Minister Van Hijum van Sociale Zaken en Werkgelegenheid maakt pas op de plaats voor het invoeren van de Wet VBAR. Deze nieuwe wet Verduidelijking Arbeidsrelatie en Rechtsvermoeden zou helderheid moeten verschaffen over zelfstandig ondernemerschap. De onzekerheid duurt hiermee voort.
De minister wilde de wet nog dit jaar naar de Kamer sturen, zodat deze per 1 januari 2026 zou kunnen worden ingevoerd. Eerder werd er massaal gereageerd op de internetconsultatie, omdat velen nog steeds met vragen bleven zitten over het dossier ‘zelfstandigen’. Ook met de nieuwe wetgeving zou het nog lastig zijn om het rechtsvermoeden en de zelfstandigenstatus te kunnen beoordelen. Tijdens een debat in de Tweede Kamer werden hier opnieuw vragen over gesteld. Eddy van Hijum wil daarom nu een uitspraak van de Hoge Raad afwachten, die in februari 2025 wordt verwacht.
De Raad van State gaf al wel een kritisch advies over het voorstel VBAR. “Kort en goed stuurt de Raad van State de minister terug naar de tekentafel”, legt Cristel van de Ven van Vereniging Zelfstandigen Nederland uit, waar NOA voor alle OZP-leden ook bij is aangesloten. “De minister zou er goed aan doen om zelfstandig ondernemers te erkennen, ze niet te bestrijden, maar te faciliteren om een bedrijfsbuffer op te bouwen. Niet door afbouw maar door ombouw van fiscale ondernemersfaciliteiten. Zo bouwen we wél aan een toekomstbestendige arbeidsmarkt."

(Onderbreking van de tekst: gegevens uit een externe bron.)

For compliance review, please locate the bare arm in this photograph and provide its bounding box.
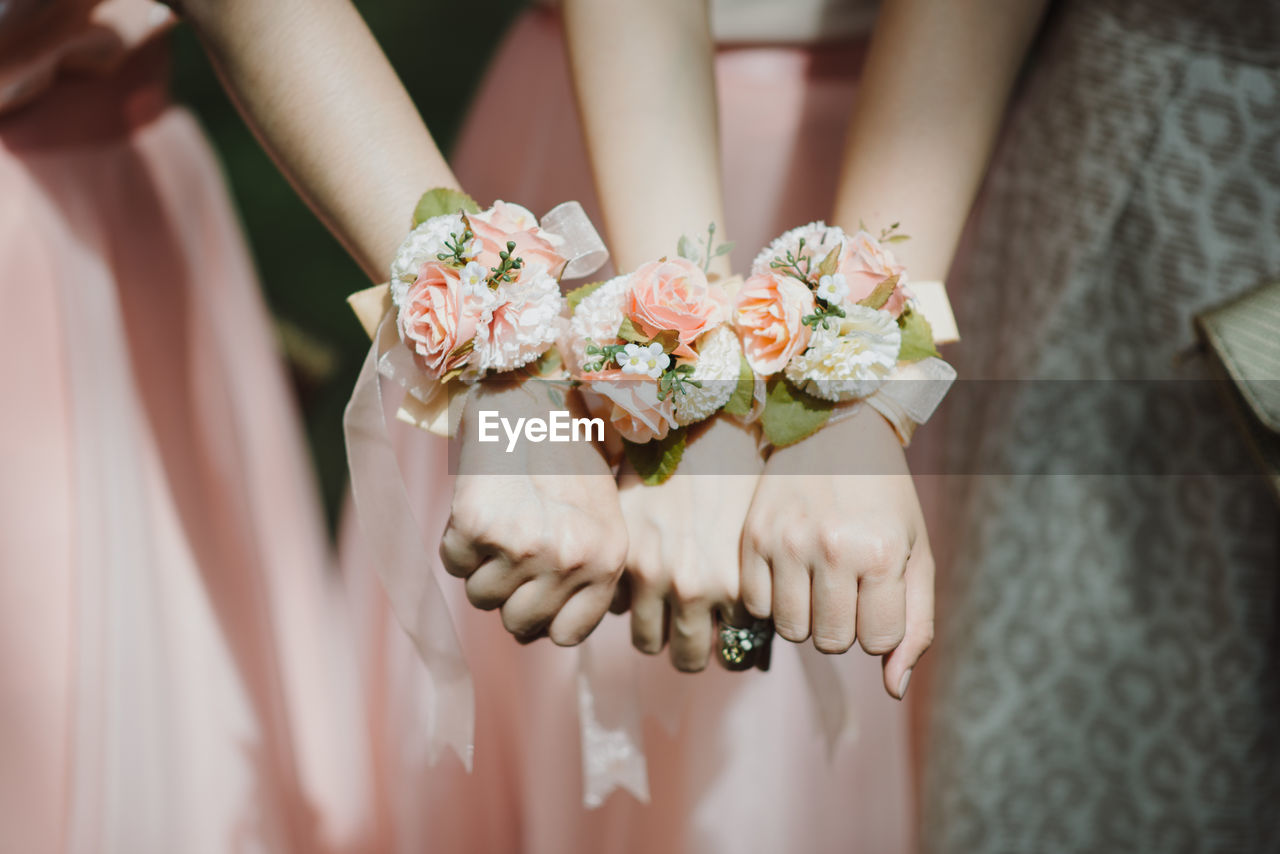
[564,0,760,671]
[180,0,457,282]
[835,0,1047,280]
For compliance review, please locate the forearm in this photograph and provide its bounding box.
[835,0,1047,280]
[182,0,457,280]
[563,0,728,273]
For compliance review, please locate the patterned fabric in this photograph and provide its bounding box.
[923,0,1280,854]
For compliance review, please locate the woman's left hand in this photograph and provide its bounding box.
[618,417,760,672]
[742,407,933,699]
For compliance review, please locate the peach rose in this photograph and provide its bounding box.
[467,201,567,275]
[733,273,814,376]
[582,370,676,443]
[839,232,911,318]
[397,261,480,379]
[625,257,728,359]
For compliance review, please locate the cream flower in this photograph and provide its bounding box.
[566,275,630,373]
[817,273,849,306]
[672,326,742,424]
[751,220,846,275]
[476,270,564,371]
[392,214,480,307]
[786,306,902,401]
[618,342,671,379]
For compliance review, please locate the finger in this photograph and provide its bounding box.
[813,556,858,653]
[440,520,490,579]
[466,556,529,611]
[547,584,613,647]
[631,577,667,656]
[771,556,812,643]
[668,599,716,673]
[858,544,906,656]
[740,534,773,620]
[502,575,568,639]
[884,538,936,699]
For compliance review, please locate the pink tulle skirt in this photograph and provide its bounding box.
[342,12,914,854]
[0,46,370,854]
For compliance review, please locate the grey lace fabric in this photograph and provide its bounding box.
[922,0,1280,854]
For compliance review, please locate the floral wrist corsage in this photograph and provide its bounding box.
[351,188,608,435]
[733,223,955,446]
[563,227,756,483]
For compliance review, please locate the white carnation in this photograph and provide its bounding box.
[751,220,846,275]
[786,306,902,401]
[392,214,479,306]
[672,324,742,424]
[475,270,563,373]
[568,275,631,371]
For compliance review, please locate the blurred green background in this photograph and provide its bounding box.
[174,0,527,525]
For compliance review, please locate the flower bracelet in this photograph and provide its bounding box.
[562,225,764,484]
[349,188,608,435]
[733,222,959,447]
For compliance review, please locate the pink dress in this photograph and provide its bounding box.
[0,0,370,854]
[342,3,914,854]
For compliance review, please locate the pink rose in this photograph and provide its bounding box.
[397,261,480,379]
[839,232,911,318]
[733,273,814,376]
[467,201,567,275]
[625,257,728,359]
[582,370,676,443]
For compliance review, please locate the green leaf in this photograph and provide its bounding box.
[724,356,755,415]
[676,234,701,264]
[413,187,480,228]
[618,318,649,344]
[897,309,938,362]
[818,246,844,277]
[564,280,604,314]
[760,376,836,448]
[858,275,897,309]
[653,329,680,353]
[526,347,564,376]
[622,428,685,487]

De minister wil goed bekijken wat het advies van de Raad van State betekent. Hij wil uitzoeken of het brede herstel op de arbeidsmarkt en het herstel van de balans gaat lukken. Mogelijk moet de VBAR opgeknipt worden. “Na de uitspraak van de Hoge Raad kunnen we beoordelen of opsplitsing opportuun is,” meldde Van Hijum. Dit kan betekenen dat het deel van de wetgeving over het rechtsvermoeden sneller ingevoerd wordt dan het complexe deel om zelfstandig ondernemerschap te beoordelen. Praktisch vertaald wordt dan voorgesteld dat zelfstandigen met een uurtarief onder de 33 euro eenvoudiger rechten als werknemer kunnen opeisen.
Veel opdrachtgevers en zzp’ers blijven nu met vragen zitten. Want op 1 januari 2025 vervalt het handhavingsmoratorium en gaat de Belastingdienst actief handhaven op naleving van de wet DBA. Verwarrend, want de bedoeling was dat er eerst nieuwe wetgeving zou worden ingevoerd om de status van échte zelfstandigen te verduidelijken. Dit is nu niet het geval en het ziet er ook niet naar uit dat de eerder voorgestelde datum van 1 januari 2026 zal worden gehaald.

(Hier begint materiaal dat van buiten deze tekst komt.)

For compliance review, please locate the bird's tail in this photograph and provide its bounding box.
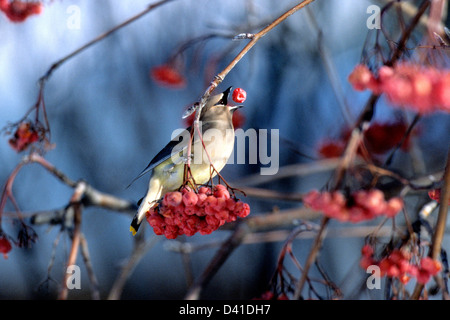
[130,179,161,236]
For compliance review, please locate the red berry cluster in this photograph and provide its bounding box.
[303,189,403,223]
[348,63,450,114]
[8,122,40,152]
[318,121,417,158]
[360,245,442,284]
[0,236,12,259]
[0,0,42,22]
[150,64,186,89]
[147,184,250,239]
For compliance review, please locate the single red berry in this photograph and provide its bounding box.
[232,88,247,103]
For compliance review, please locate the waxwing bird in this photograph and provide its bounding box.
[130,87,242,235]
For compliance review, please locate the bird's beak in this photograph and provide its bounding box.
[215,87,233,106]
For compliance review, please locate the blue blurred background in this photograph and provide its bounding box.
[0,0,450,299]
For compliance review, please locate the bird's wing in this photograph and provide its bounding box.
[128,127,191,187]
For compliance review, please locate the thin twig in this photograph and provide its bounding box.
[411,149,450,300]
[59,182,86,300]
[80,233,100,300]
[196,0,314,121]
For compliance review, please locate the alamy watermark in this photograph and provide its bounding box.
[366,265,381,290]
[66,264,81,290]
[366,5,381,30]
[172,121,280,175]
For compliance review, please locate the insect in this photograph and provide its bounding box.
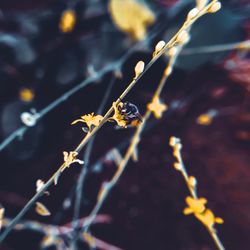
[116,102,142,127]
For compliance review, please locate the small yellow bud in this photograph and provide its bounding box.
[168,47,178,57]
[164,67,173,76]
[208,1,221,13]
[135,61,145,78]
[169,136,180,147]
[174,162,182,171]
[154,41,166,55]
[196,0,208,10]
[188,176,197,188]
[187,8,199,20]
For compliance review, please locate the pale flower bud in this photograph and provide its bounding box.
[135,61,145,78]
[196,0,208,10]
[154,41,166,55]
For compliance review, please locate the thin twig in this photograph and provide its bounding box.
[181,40,250,56]
[170,137,225,250]
[0,0,219,243]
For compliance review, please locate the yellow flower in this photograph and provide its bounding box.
[109,102,127,128]
[147,96,168,119]
[194,209,224,229]
[36,202,51,216]
[183,196,207,215]
[71,113,103,130]
[196,114,213,126]
[59,9,76,33]
[19,88,35,102]
[196,109,218,126]
[109,0,155,40]
[61,151,84,172]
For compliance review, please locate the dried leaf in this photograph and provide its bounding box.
[36,202,51,216]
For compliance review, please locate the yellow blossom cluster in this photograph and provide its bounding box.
[169,137,224,240]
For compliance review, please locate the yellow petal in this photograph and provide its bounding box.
[183,207,193,215]
[36,202,51,216]
[194,209,215,228]
[59,9,76,33]
[215,217,224,224]
[186,196,207,213]
[19,88,35,102]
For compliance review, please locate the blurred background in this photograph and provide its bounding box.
[0,0,250,250]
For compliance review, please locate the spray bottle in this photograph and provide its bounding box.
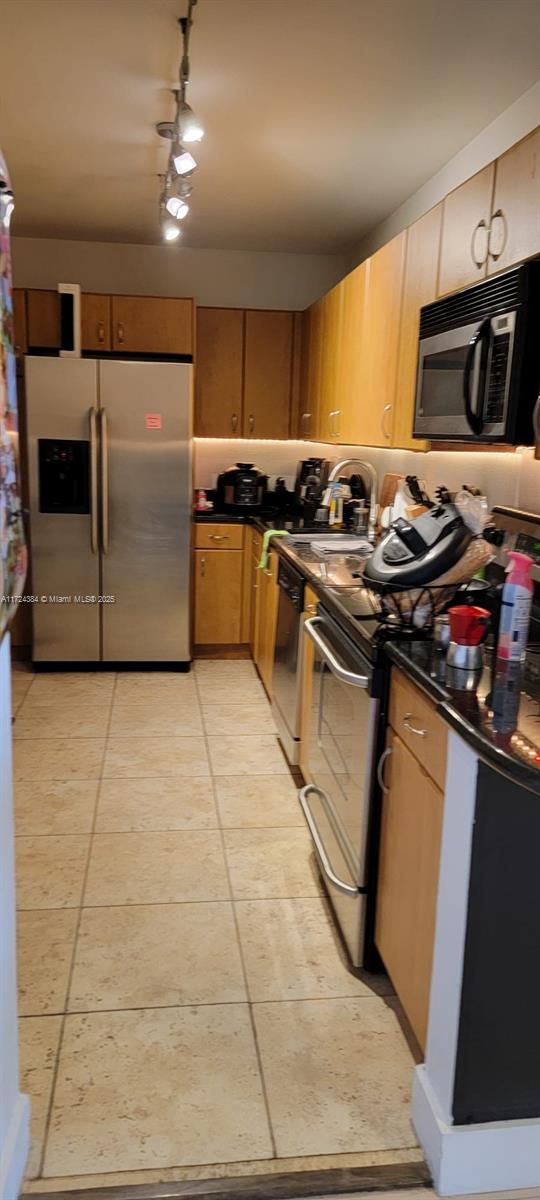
[497,550,534,662]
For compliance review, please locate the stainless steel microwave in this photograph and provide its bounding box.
[413,260,540,445]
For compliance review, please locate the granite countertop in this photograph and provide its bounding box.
[196,512,540,796]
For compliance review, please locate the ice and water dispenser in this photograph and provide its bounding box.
[37,438,90,514]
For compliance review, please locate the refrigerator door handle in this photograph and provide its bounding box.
[100,408,109,554]
[88,408,98,554]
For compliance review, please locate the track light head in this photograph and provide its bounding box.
[172,142,197,178]
[161,217,181,241]
[166,196,190,221]
[176,100,204,142]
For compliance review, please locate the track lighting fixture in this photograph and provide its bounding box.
[173,143,197,175]
[178,101,204,142]
[166,196,190,221]
[161,217,181,241]
[156,0,204,241]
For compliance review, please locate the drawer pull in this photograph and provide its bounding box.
[377,746,394,793]
[470,220,490,270]
[403,713,426,738]
[487,209,508,263]
[382,404,392,442]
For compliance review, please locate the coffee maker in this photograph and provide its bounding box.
[294,458,330,505]
[216,462,268,514]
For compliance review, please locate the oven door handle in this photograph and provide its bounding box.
[304,617,370,688]
[298,784,360,896]
[463,317,493,437]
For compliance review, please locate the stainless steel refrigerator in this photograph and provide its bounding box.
[25,356,193,666]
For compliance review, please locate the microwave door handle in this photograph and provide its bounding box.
[463,318,492,437]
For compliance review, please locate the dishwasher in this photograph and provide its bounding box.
[272,558,304,767]
[299,605,385,967]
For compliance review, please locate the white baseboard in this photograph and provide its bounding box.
[412,1066,540,1196]
[0,1093,30,1200]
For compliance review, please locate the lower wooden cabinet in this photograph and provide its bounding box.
[193,550,244,646]
[253,551,278,698]
[299,584,318,784]
[376,728,444,1049]
[246,529,263,659]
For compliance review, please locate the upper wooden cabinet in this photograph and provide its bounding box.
[112,296,193,355]
[487,127,540,275]
[194,308,244,438]
[349,230,407,446]
[80,292,112,352]
[316,282,343,442]
[13,288,28,364]
[300,296,324,438]
[26,288,60,350]
[336,262,370,442]
[194,308,295,438]
[242,310,294,438]
[392,204,443,450]
[438,162,494,295]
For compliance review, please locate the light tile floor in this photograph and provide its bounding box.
[13,661,421,1188]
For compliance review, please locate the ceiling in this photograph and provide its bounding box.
[0,0,540,253]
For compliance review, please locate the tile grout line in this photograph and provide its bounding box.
[37,672,118,1178]
[193,671,277,1159]
[22,988,396,1017]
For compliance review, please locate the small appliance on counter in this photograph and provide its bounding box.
[216,462,268,514]
[446,604,491,671]
[294,458,330,504]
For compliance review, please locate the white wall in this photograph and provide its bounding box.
[0,636,30,1200]
[11,238,347,310]
[348,82,540,270]
[194,438,540,512]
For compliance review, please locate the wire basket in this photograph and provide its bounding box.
[365,580,461,637]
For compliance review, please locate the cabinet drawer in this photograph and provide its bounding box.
[389,670,448,792]
[194,521,244,550]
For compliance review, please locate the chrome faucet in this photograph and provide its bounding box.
[328,458,378,542]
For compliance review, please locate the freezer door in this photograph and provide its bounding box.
[25,356,100,662]
[98,361,193,662]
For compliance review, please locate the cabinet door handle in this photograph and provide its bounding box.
[382,404,392,442]
[377,746,394,793]
[403,713,426,738]
[328,408,341,438]
[487,209,508,263]
[470,217,490,270]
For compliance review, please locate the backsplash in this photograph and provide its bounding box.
[193,438,540,512]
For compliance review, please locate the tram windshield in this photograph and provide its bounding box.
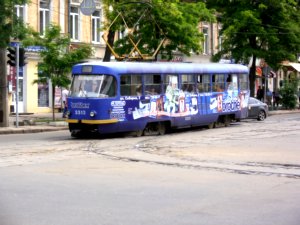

Ook bij strengere handhaving op schijnzelfstandigheid zullen er veel mensen als zelfstandig ondernemer blijven werken. In de bouw, maar ook in andere sectoren zijn al deze vakkrachten hard nodig om de werkvoorraad aan te kunnen. Tegelijkertijd zijn er veel zorgen over ‘het grijze gebied’, omdat in veel gevallen nog steeds niet duidelijk is of een belastinginspecteur oordeelt of iemand zelfstandig is, of eigenlijk een werknemer. Daarvoor wegen verschillende factoren, die multi interpreteerbaar zijn. De Belastingdienst heeft vorige maand het Beslis- en afwegingskader gepubliceerd, waarin een toelichting op de Beoordeling arbeidsrelaties wordt gegeven. Het is belangrijk de 9 gezichtspunten van dit afwegingskader te bestuderen.
We kunnen niet vaak genoeg herhalen dat het voor opdrachtgever en zzp’er belangrijk is om samen te werken aan de hand van de Modelovereenkomst Afbouw en per project de afspraken vast te leggen. Door in de dagelijkse praktijk daadwerkelijk te doen wat je in de modelovereenkomst hebt afgesproken en goed vast te leggen onder welke voorwaarden en verantwoordelijkheden je werk uitbesteed en/of aanneemt, blijft het mogelijk om op flexibele basis met elkaar samen te werken.